Commit-aware code context manager for LLMs - MCP server and CLI

These details have been verified by PyPI

Project links

GitHub Statistics

Maintainers

These details have not been verified by PyPI

Project description

codetex-mcp

A commit-aware code context manager for LLMs. Indexes Git repositories into a multi-tier knowledge hierarchy — repo overviews, file summaries, and symbol details — stored in SQLite with vector search.
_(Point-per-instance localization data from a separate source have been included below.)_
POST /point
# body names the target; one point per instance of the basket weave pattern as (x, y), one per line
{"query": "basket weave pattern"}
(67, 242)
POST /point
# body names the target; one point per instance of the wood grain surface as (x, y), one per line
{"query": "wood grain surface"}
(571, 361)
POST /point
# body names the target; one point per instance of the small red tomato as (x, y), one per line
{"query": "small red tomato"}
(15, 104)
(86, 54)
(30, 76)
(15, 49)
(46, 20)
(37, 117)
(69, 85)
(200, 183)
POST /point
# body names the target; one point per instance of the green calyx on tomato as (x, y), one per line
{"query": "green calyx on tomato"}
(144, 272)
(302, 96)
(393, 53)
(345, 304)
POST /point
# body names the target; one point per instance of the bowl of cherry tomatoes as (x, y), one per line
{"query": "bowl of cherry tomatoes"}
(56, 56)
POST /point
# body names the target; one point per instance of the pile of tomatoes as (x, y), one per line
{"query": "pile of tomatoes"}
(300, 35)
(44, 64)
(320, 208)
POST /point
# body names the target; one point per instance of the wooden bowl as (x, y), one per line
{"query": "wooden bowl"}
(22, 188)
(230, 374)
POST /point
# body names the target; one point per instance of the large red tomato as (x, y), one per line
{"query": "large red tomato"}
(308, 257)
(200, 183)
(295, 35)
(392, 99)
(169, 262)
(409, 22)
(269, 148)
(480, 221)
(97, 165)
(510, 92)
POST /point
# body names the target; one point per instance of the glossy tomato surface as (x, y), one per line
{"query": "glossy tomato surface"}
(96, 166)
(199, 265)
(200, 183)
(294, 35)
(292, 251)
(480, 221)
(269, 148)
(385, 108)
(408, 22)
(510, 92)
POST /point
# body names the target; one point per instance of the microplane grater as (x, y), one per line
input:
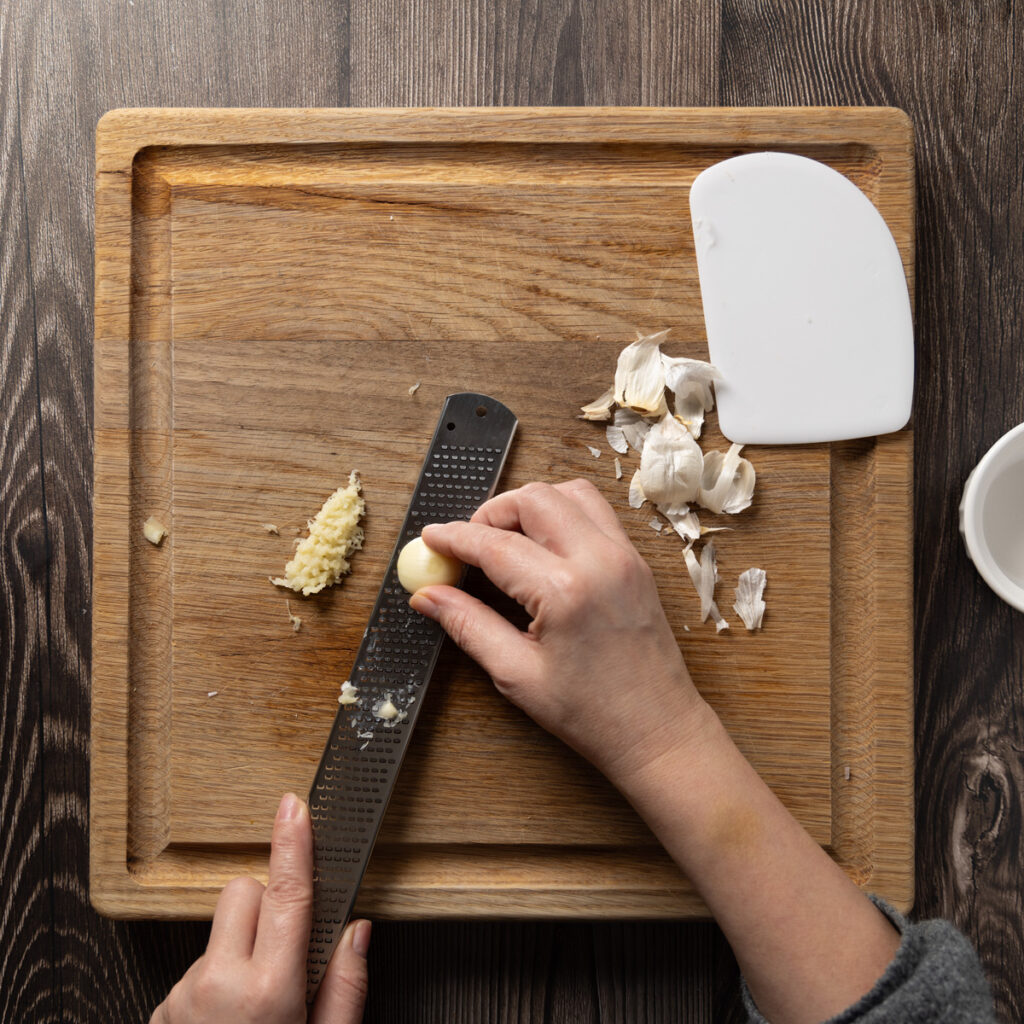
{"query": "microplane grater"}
(394, 662)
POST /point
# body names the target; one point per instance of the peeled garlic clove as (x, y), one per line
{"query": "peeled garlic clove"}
(670, 466)
(690, 382)
(600, 409)
(727, 481)
(640, 377)
(750, 602)
(420, 566)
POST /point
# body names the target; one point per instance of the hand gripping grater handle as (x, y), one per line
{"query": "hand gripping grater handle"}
(394, 662)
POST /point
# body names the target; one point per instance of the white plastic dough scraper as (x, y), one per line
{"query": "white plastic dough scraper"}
(805, 302)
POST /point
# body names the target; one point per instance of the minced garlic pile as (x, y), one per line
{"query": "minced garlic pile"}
(675, 473)
(322, 558)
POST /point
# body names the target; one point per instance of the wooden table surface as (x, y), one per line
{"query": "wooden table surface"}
(62, 65)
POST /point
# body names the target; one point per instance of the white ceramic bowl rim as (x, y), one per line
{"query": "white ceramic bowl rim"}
(975, 491)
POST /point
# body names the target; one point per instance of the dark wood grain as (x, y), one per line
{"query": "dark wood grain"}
(957, 74)
(62, 65)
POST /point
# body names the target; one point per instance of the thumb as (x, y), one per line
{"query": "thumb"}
(489, 639)
(342, 994)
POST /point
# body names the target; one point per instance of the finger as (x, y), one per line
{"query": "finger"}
(342, 993)
(491, 640)
(595, 507)
(512, 562)
(233, 931)
(547, 516)
(286, 913)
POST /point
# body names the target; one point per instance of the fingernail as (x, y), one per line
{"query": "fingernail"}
(424, 604)
(291, 807)
(360, 937)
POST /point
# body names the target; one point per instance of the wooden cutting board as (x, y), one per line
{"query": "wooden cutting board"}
(270, 285)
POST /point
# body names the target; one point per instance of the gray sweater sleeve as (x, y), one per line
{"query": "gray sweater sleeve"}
(935, 977)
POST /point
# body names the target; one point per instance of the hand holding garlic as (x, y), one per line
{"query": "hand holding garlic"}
(599, 666)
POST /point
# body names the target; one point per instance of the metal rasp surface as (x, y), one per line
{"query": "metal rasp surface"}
(394, 662)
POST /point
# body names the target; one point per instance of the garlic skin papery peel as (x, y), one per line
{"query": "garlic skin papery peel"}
(671, 466)
(726, 481)
(674, 472)
(640, 377)
(750, 600)
(690, 382)
(705, 577)
(627, 430)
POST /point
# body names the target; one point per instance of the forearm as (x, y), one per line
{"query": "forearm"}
(808, 941)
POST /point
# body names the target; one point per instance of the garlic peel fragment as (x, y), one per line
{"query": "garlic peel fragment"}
(705, 576)
(750, 600)
(627, 430)
(600, 409)
(690, 382)
(685, 524)
(640, 377)
(726, 481)
(637, 497)
(671, 466)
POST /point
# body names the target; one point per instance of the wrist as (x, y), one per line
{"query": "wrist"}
(679, 730)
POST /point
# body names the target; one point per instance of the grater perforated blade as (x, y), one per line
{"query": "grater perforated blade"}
(394, 662)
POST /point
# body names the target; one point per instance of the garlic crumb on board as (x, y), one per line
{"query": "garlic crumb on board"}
(154, 530)
(321, 559)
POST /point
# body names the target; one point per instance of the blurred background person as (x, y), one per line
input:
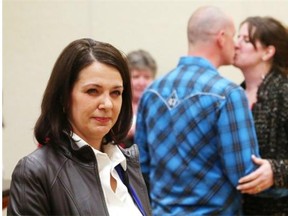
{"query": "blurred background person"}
(143, 69)
(262, 56)
(79, 169)
(194, 128)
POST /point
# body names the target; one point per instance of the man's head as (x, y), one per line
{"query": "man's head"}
(210, 34)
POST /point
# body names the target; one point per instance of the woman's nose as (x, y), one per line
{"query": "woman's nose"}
(105, 103)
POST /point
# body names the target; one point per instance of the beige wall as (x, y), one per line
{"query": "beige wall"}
(36, 31)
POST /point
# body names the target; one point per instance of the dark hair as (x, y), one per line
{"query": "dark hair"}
(141, 59)
(53, 121)
(270, 31)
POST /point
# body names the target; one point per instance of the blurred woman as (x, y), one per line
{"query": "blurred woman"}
(143, 69)
(262, 56)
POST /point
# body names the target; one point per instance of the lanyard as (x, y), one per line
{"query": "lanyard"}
(132, 192)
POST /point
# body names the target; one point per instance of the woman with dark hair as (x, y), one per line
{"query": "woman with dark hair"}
(80, 170)
(262, 56)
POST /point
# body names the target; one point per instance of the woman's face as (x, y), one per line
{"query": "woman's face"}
(140, 79)
(95, 102)
(246, 55)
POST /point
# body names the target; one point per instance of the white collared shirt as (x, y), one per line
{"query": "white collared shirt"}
(119, 202)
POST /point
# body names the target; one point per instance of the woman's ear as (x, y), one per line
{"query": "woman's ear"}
(269, 53)
(221, 38)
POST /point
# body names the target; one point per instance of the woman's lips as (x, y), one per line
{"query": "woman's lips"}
(102, 119)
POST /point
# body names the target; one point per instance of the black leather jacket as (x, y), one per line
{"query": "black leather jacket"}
(64, 180)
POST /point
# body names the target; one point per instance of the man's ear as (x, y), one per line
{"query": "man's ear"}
(268, 53)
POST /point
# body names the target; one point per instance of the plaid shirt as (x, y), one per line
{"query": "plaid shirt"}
(196, 137)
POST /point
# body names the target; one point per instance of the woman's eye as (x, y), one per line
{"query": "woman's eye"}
(91, 91)
(117, 93)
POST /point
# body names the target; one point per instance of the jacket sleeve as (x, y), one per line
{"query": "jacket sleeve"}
(237, 137)
(27, 193)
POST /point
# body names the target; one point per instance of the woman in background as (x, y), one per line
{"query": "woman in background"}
(79, 169)
(262, 56)
(143, 69)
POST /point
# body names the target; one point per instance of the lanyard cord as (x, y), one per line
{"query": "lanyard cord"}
(132, 192)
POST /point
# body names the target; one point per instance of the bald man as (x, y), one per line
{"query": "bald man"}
(194, 128)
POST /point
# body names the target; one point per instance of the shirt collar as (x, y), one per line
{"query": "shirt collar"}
(112, 151)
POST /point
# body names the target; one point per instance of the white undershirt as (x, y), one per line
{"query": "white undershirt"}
(119, 202)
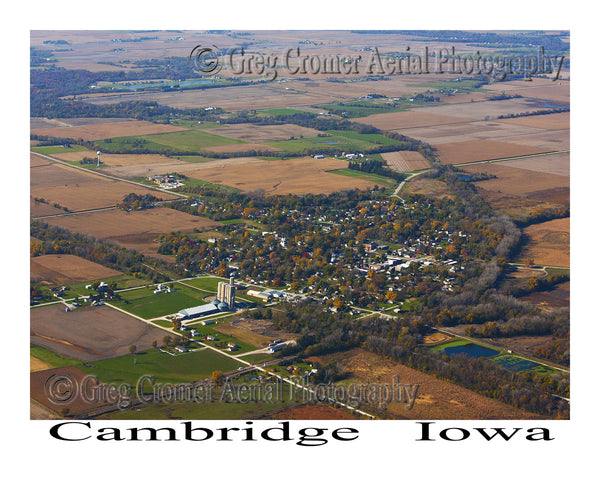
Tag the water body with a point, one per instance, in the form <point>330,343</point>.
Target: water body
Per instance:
<point>186,83</point>
<point>471,349</point>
Serves context to LLM clients via the Model Context Protocol (MCP) or a local CLI.

What It Does

codetex builds a structured, searchable index of your codebase that LLMs can query on demand:

Tier 1 — Repo Overview: Purpose, architecture, directory structure, key technologies, entry points
Tier 2 — File Summaries: Per-file purpose, public interfaces, dependencies, roles
Tier 3 — Symbol Details: Function/class signatures, parameters, return types, call relationships

Summaries are generated by an LLM (Anthropic Claude). Embeddings are computed locally with sentence-transformers for semantic search. Everything is stored in a single SQLite database with sqlite-vec for vector queries.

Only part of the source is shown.